The story is solely focused on Starfire, but not in any meaningful way. Usually, a spoiler alert is called for, but, unfortunately, there’s nothing to spoil. While fighting a villain alongside Beast Boy and Raven, Starfire is being watched and examined by an unseen force. After the confrontation Starfire becomes concerned when Beast Boy implies that she is too old to understand certain things. This really bothers Kory, going so far as to believe that they actually hate her.
Meanwhile, citizens are being taken over by the same unseen force and are made to fight and detain Starfire. Captured and bound, Kory wakes up in the clutches of a reptilian, alien race that wants to study and experiment on her. She breaks free and fights her way out, having to also fight Beast Boy and Raven, who apparently were taken over off panel. Standard fighting ensues until the aliens are defeated and her teammates are freed of their mind control. After the battle Starfire asks Beast Boy why he and Raven dislike her. Of course, they don’t, Beast Boy simply wanted advice on his dating profile and didn’t think Starfire would be able to assist.
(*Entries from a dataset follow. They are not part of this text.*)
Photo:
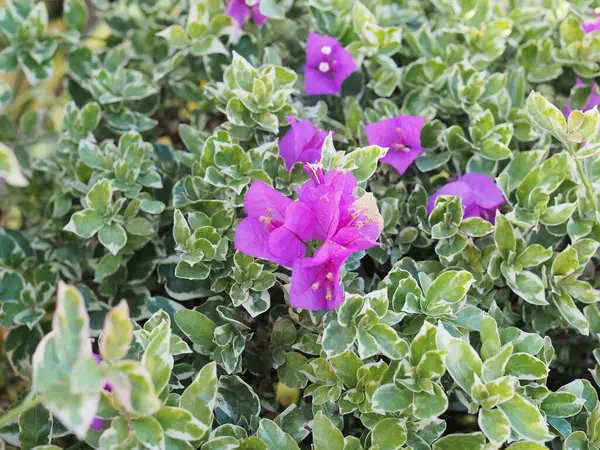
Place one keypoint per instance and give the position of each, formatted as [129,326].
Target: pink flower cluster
[328,213]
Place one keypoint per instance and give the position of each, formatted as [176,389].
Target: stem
[584,179]
[27,404]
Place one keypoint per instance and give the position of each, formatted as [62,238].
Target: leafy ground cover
[311,224]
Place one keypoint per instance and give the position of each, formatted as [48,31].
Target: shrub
[278,225]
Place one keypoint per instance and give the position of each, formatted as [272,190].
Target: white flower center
[324,67]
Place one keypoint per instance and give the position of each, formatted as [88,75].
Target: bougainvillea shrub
[310,224]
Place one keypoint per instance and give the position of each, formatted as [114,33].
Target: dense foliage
[278,225]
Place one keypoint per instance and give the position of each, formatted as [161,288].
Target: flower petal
[589,26]
[285,246]
[251,238]
[261,197]
[456,188]
[324,201]
[259,18]
[401,160]
[411,127]
[383,133]
[287,145]
[319,83]
[314,45]
[300,219]
[343,65]
[485,191]
[352,239]
[302,295]
[97,424]
[239,11]
[345,182]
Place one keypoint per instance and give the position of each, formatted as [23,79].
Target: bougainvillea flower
[589,26]
[480,196]
[98,422]
[316,281]
[593,100]
[402,136]
[242,10]
[363,225]
[328,196]
[328,64]
[302,143]
[272,230]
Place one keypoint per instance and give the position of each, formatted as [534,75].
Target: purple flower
[98,422]
[275,227]
[402,135]
[315,281]
[328,210]
[302,143]
[480,196]
[241,10]
[589,26]
[593,100]
[328,64]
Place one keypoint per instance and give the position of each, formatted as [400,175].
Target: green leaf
[150,433]
[199,398]
[346,367]
[236,401]
[388,341]
[175,36]
[533,256]
[565,263]
[576,441]
[529,446]
[139,226]
[275,437]
[325,435]
[473,441]
[529,287]
[451,286]
[181,230]
[562,404]
[526,367]
[99,197]
[570,312]
[158,361]
[504,236]
[462,361]
[197,327]
[494,425]
[547,116]
[56,357]
[76,14]
[179,424]
[117,334]
[390,398]
[389,434]
[113,237]
[337,339]
[525,419]
[363,161]
[85,223]
[9,167]
[476,227]
[427,406]
[35,428]
[291,372]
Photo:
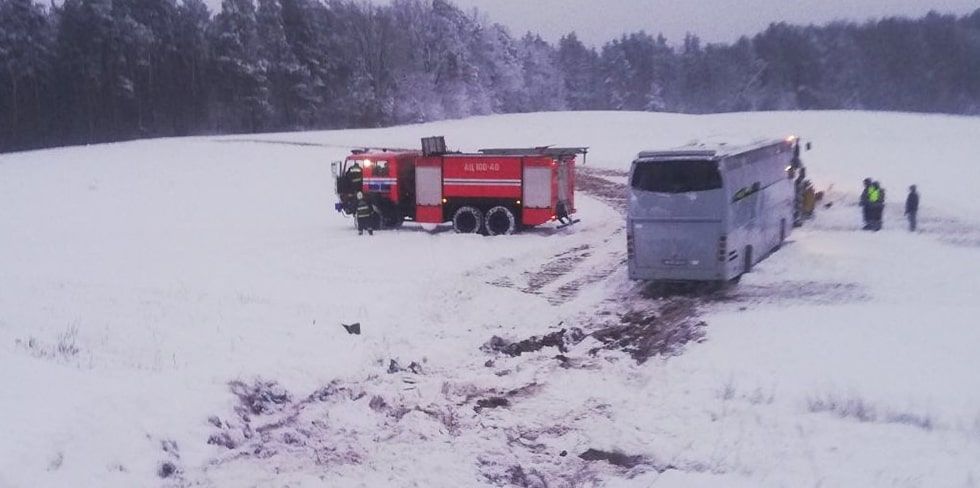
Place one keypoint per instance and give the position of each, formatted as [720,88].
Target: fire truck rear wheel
[467,220]
[500,220]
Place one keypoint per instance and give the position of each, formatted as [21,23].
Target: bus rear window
[676,176]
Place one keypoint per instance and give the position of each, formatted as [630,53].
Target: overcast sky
[598,21]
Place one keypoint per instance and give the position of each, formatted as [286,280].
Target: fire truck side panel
[538,196]
[477,176]
[380,178]
[567,175]
[428,190]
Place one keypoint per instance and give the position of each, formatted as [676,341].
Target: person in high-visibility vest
[363,214]
[865,205]
[355,177]
[876,202]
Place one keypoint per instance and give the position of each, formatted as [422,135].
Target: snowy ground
[175,305]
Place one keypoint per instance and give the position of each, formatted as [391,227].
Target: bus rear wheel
[467,220]
[500,220]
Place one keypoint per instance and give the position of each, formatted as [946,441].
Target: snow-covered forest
[85,71]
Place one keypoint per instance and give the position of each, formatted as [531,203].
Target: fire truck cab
[387,180]
[493,191]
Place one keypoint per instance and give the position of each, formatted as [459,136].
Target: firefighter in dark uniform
[364,214]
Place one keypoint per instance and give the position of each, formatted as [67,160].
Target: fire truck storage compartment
[539,191]
[428,191]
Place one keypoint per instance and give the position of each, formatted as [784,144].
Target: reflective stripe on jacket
[363,210]
[874,195]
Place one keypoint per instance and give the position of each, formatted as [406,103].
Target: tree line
[89,71]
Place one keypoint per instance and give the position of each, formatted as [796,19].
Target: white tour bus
[709,212]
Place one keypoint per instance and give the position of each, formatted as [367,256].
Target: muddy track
[593,182]
[602,261]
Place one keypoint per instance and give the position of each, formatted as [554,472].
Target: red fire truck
[494,191]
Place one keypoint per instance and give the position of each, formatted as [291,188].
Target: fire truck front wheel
[467,220]
[500,220]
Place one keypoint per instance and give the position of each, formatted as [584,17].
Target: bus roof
[381,153]
[711,149]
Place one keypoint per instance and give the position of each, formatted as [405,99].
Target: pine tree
[240,74]
[579,68]
[25,71]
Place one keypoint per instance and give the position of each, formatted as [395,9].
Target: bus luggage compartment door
[678,250]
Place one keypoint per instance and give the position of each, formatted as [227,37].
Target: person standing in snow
[865,204]
[364,214]
[912,207]
[876,203]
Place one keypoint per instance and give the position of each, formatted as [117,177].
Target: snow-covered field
[170,315]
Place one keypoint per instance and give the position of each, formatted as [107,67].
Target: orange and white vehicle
[493,191]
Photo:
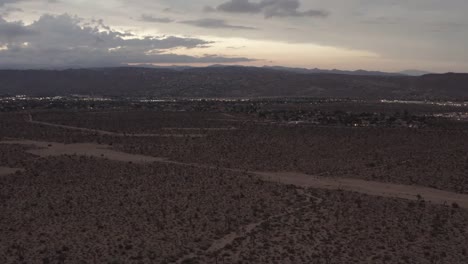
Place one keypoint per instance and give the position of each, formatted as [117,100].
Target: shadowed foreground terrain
[79,188]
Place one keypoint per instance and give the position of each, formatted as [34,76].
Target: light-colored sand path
[45,149]
[108,133]
[409,192]
[200,128]
[6,171]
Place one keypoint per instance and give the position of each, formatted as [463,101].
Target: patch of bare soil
[108,133]
[45,149]
[7,171]
[298,179]
[374,188]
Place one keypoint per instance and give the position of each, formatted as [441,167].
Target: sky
[386,35]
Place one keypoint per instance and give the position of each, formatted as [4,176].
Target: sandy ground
[409,192]
[6,171]
[302,180]
[45,149]
[108,133]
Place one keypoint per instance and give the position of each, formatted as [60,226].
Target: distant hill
[229,81]
[414,72]
[334,71]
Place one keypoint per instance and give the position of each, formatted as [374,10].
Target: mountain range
[231,81]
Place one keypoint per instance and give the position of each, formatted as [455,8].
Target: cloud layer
[214,23]
[270,8]
[63,41]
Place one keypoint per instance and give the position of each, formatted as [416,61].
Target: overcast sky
[389,35]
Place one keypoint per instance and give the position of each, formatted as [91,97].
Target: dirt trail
[302,180]
[45,149]
[108,133]
[246,231]
[6,171]
[409,192]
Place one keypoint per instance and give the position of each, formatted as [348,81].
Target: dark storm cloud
[11,31]
[62,41]
[214,23]
[3,2]
[269,8]
[152,19]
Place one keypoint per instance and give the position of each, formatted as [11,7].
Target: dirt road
[382,189]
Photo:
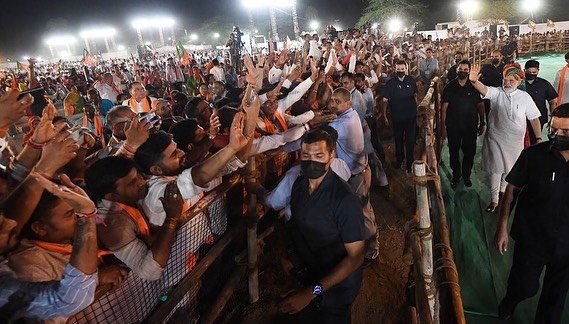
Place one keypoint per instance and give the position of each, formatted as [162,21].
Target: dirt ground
[382,296]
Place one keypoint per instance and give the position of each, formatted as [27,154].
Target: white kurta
[504,139]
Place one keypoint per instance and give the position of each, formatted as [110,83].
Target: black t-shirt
[401,96]
[320,225]
[541,91]
[542,212]
[451,74]
[462,111]
[492,75]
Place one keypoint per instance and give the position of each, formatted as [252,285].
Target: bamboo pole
[421,191]
[224,296]
[252,245]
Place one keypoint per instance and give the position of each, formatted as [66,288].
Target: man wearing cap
[561,83]
[541,91]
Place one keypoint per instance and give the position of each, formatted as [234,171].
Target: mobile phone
[77,134]
[152,119]
[30,91]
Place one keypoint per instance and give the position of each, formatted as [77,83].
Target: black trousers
[465,140]
[524,281]
[404,135]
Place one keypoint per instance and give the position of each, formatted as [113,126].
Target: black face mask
[312,169]
[559,142]
[462,75]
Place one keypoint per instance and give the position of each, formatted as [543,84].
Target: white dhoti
[504,138]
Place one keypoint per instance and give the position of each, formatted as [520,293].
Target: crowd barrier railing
[199,244]
[434,285]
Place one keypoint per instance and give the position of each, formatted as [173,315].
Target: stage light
[60,40]
[98,33]
[394,25]
[314,25]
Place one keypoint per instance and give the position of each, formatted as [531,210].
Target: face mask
[312,169]
[559,142]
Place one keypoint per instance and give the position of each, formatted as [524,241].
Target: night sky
[24,24]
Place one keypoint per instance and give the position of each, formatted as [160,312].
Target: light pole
[295,21]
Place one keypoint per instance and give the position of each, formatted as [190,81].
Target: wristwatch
[317,290]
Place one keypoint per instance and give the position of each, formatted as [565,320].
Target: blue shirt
[49,299]
[350,144]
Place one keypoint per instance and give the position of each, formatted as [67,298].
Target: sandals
[491,208]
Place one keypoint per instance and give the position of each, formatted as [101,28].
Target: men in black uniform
[327,232]
[541,91]
[400,93]
[462,112]
[540,225]
[491,74]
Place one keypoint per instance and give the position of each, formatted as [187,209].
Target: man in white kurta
[561,83]
[504,139]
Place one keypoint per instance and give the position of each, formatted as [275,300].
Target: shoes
[454,182]
[491,208]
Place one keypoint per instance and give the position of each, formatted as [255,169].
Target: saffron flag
[550,23]
[183,54]
[89,59]
[532,25]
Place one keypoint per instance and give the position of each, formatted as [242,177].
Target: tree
[499,11]
[382,10]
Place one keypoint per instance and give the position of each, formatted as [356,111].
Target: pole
[51,51]
[139,35]
[107,45]
[274,24]
[252,30]
[295,21]
[419,170]
[87,44]
[252,241]
[161,33]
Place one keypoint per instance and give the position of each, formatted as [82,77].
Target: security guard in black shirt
[462,113]
[542,93]
[327,232]
[541,223]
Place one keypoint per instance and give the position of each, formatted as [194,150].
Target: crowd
[99,187]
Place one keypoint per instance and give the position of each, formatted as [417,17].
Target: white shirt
[504,138]
[106,91]
[139,105]
[218,73]
[152,205]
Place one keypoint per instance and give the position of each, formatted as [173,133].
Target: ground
[382,296]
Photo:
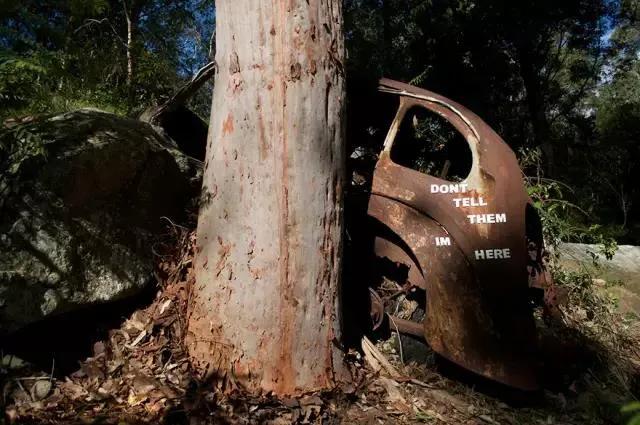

Feeling better, Starfire smiles and flies off into the sunset.
This is an underwhelming follow up to the previous crossover. What could have been an opportunity to embellish on the conflicted feelings of the Titans ends up being a completely forgettable experience with nothing to do with anything. There’s not really any character development with Starfire, if anything, kind of feels like a step backwards from her more commanding presence in previous issues. This is obviously a filler until the next big storyline but that doesn’t excuse a comic being so unremarkable. This is especially disappointing coming from Marv Wolfman who some would say defined the Teen Titans.
Tom Derenick, Trevor Scott, and Jim Charalanmpidis helm the artwork as penciller, inker, colorist, respectively and its fine. It doesn’t distract from the storytelling nor does it enhance in any way. Hopefully moving forward the series will go back to using more unique styles as it did in the beginning with Khoi Pham and Jonboy Meyers. In the end this issue is inoffensive and uninteresting both in its writing and its art. If there’s any comic to skip this week, this is it.